Waffenverbot am Hamborner Altmarkt in Duisburg gilt ab sofort dauerhaft. Hier lesen Sie alle Fakten zur neuen Verbotszone.

Seit dem 22. April 2026 ist der Hamborner Altmarkt in Duisburg offiziell zur siebten Waffenverbotszone in Nordrhein-Westfalen erklärt worden. Dieser Schritt erfolgt als Reaktion auf die anhaltend hohe Kriminalität und macht das Mitführen von bestimmten Waffen dort künftig generell verboten.

Worum es geht

Am Hamborner Altmarkt in Duisburg ist ab sofort das Mitführen von Messern, Schlagstöcken, Elektroschockern und Pfefferspray verboten. Die Verordnung wurde laut Deutscher Presse-Agentur (dpa) im Gesetzesblatt von NRW veröffentlicht. Die Zone gilt als Kriminalitätsschwerpunkt und rückt deshalb verstärkt in den Fokus von Ordnungsbehörden (Kölner Stadt-Anzeiger).

Die wichtigsten Fakten

Das Waffenverbot gilt dauerhaft und ganztägig – an allen Tagen im Jahr. Vergleichbare Regelungen bestehen in Köln am Wiener Platz. Anders als bei zeitlich beschränkten Zonen, etwa in der Düsseldorfer Altstadt oder auf den Kölner Ringen, sind die Maßnahmen in Duisburg jederzeit wirksam (Kölner Stadt-Anzeiger).

Hintergrund

Der Hamborner Altmarkt machte insbesondere im Jahr 2022 bundesweit Schlagzeilen. Damals kam es zu einer Schießerei zwischen Rockergruppen und Mitgliedern einer türkisch-libanesischen Großfamilie.
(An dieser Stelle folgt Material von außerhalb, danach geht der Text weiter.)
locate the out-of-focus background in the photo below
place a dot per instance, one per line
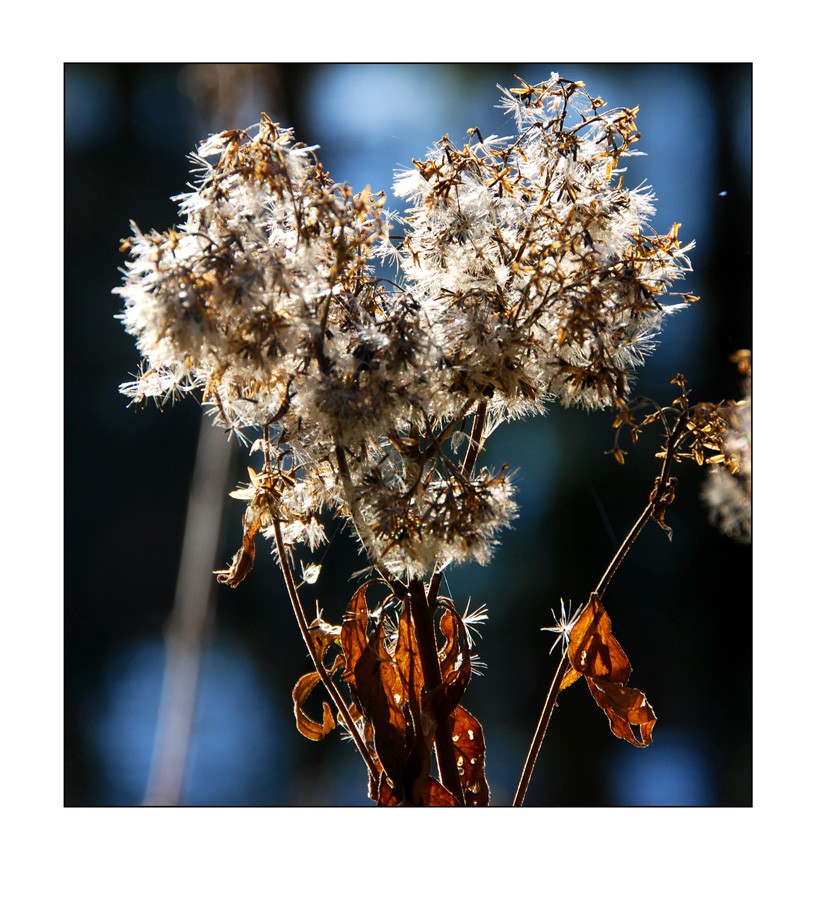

Die Polizei und Staatsanwaltschaft sehen das Areal seitdem als besonderen Brennpunkt für Gewalt und Kriminalität (Kölner Stadt-Anzeiger).

Einordnung für NRW

Duisburg ist nun eine von sieben Städten in NRW mit speziellen Waffenverbotszonen. Vergleichbare Areale gibt es bereits in Bielefeld, Bonn, Hamm und Münster. Ziel ist es, die Sicherheit im öffentlichen Raum zu erhöhen und bewaffnete Auseinandersetzungen zu verhindern (Kölner Stadt-Anzeiger).

Ausblick

Das permanente Waffenverbot am Hamborner Altmarkt wird von den Behörden als langfristige Maßnahme gesehen, um die Kriminalität im Stadtteil einzudämmen. Ob das Waffenverbot die erhoffte Wirkung zeigt, bleibt abzuwarten.